Warning: AU, OOC, sedikit typho, lolicon, 3rd, monolog,T dan 1st POV berdampingan, TIDAK UNTUK ANAK DI BAWAH UMUR, Rokok dapat membunuhmu! *dibuat untuk Bad End Fanfiction Challenge (Elpiji)*

Disclaimer: Bleach Kubo Tite

Master's Maid

oleh

Uki the Great

...

Matanya mengerjap beberapa kali. Ia bertanya dalam hati, 'Sudah pagi?'

Ia bangun, namun tidak beranjak dari tempatnya. Duduk. Gadis itu memperhatikan sekelilingnya. Ingatannya samar-samar dan kabur. Dia merasa sebagai orang yang baru. Entah mengapa.

'Di mana ini?'

Ia menunduk dan mendapati dirinya yang tidak tertutup apa-apa kecuali selembar selimut tipis yang menutupi dari pinggang ke bawah. Dengan perlahan, ia bangkit dari tempatnya—sebuah ranjang yang memiliki luas yang cukup untuk dua orang—dan menjejakkan kaki-kakinya yang mungil di lantai.

'Rumah...'

Pintu closet terbuka. Kaca-kaca dari lemari-lemari yang semua pintunya dibuka memantulkan sesosok pria muda. Ia bertubuh tegap atletis dan tinggi. Jauh sekali bedanya dengan gadis yang berjalan perlahan ke sana. Si pria—yang berusia dipertengahan akhir dua puluhan— itu melipat tangannya.
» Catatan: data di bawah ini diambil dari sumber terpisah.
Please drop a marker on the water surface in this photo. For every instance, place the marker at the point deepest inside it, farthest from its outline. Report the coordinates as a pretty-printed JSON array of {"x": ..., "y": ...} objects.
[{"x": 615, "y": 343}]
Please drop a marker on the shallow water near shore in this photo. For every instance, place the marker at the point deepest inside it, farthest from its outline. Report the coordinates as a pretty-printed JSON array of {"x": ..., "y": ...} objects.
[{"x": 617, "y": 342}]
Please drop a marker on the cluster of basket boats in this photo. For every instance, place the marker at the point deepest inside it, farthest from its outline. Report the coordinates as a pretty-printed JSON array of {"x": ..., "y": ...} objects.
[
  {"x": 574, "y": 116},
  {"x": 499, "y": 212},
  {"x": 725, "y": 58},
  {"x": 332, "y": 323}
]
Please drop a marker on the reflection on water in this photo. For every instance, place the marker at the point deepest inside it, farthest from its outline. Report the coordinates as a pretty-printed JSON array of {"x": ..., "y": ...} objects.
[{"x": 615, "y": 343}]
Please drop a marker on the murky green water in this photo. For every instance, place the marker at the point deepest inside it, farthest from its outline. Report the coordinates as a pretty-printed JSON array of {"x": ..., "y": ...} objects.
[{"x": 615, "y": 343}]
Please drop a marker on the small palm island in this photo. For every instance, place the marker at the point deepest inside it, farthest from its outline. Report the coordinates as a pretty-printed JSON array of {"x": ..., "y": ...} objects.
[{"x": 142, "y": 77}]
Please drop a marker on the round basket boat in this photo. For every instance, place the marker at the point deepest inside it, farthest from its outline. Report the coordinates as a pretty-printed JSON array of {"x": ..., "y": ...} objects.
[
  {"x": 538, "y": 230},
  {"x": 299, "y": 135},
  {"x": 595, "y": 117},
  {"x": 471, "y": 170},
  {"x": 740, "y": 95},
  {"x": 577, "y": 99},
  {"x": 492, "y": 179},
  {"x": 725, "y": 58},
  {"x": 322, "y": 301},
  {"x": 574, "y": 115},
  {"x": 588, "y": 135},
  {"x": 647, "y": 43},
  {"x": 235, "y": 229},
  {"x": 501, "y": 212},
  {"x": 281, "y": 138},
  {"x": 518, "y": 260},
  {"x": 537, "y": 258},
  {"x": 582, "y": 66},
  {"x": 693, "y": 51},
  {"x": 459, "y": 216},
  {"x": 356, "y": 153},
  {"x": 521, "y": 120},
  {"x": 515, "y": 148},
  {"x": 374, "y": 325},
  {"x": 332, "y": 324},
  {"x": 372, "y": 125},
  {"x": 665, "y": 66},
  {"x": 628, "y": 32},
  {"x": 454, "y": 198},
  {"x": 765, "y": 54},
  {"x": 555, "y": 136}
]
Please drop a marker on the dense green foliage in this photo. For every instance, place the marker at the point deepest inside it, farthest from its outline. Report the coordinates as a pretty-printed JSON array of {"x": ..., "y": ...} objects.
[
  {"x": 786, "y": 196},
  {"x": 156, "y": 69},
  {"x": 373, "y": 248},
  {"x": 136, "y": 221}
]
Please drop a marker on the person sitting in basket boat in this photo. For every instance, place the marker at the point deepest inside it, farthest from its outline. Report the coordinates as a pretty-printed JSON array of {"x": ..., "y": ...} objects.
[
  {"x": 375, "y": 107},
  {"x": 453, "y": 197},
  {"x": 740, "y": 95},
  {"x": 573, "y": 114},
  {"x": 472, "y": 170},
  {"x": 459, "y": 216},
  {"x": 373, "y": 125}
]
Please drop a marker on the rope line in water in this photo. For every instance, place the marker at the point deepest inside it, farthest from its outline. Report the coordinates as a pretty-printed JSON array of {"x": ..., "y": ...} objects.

Bingung menentukan pilihan pakaian mana yang pantas untuk—

"Sudah bangun, Rukia?" tanyanya. Si pria menoleh dan mendapati gadisnya di ambang pintu.

'Benar, namaku "Rukia"... Dan yang ada di depanku—'

"Ya, Master," jawabnya.

'—majikan. Beliau majikanku...' Ia memanggil kembali ingatannya.

"Kemarilah!" perintah tuannya. Gadis itu menurutinya.

Si pria menariknya ke depan kaca, membiarkan si gadis melihat bayangannya sendiri di sana. Ia mengambilkan beberapa potong pakaian beserta gantungannya dan mencocokkannya dengan si gadis. Rukia hanya diam saja dan membiarkan tuannya memilihkan pakaian untuknya.

"Hmm..., cuaca agak dingin hari ini. Mungkin sebaiknya kau pakai yang agak tebal," kata tuannya sambil membuka lemari yang lain, "Kau pakai saja dulu yang di sana, Rukia! Biar ruangan ini hangat, tidak menjamin kalau kau tidak akan masuk angin."

Ia mendapati sepasang pakaian dalam minim dan berenda tipis ada di antara beberapa potong pakaian milik tuannya di atas sofa, juga thighs high putih. Dengan patuh Rukia memakainya.

"Nah, yang ini pasti cocok," ujar tuannya.

Si majikan memakaikan Rukia dengan pakaian pilihannya. Sebuah pakaian french maid hitam dengan rok di bawah lutut. Majikannya juga memakaikannya sepasang sepatu mary-jane berpita.

"Selesai!" Si majikan tersenyum senang setelah memakaikannya sebuah aksesoris di kepala si gadis.

Sosok yang sangat manis dan menggemaskan. Begitu yang gadis itu pikirkan saat melihat dirinya sendiri di cermin.

"Ayo!"

Majikannya membawa si gadis ke ruang tengah yang besar. Sebuah lampu kristal menggantung di atasnya. Lantai kayunya terlihat mulus dan licin. Suara sepatu mereka teredam oleh karpet berbulu di tengah ruangan saat mereka melintasinya. Tuannya dengan mudah mengangkat Rukia ke atas sebuah bufet. Ia memandangi wajah mungil pelayannya dengan gemas.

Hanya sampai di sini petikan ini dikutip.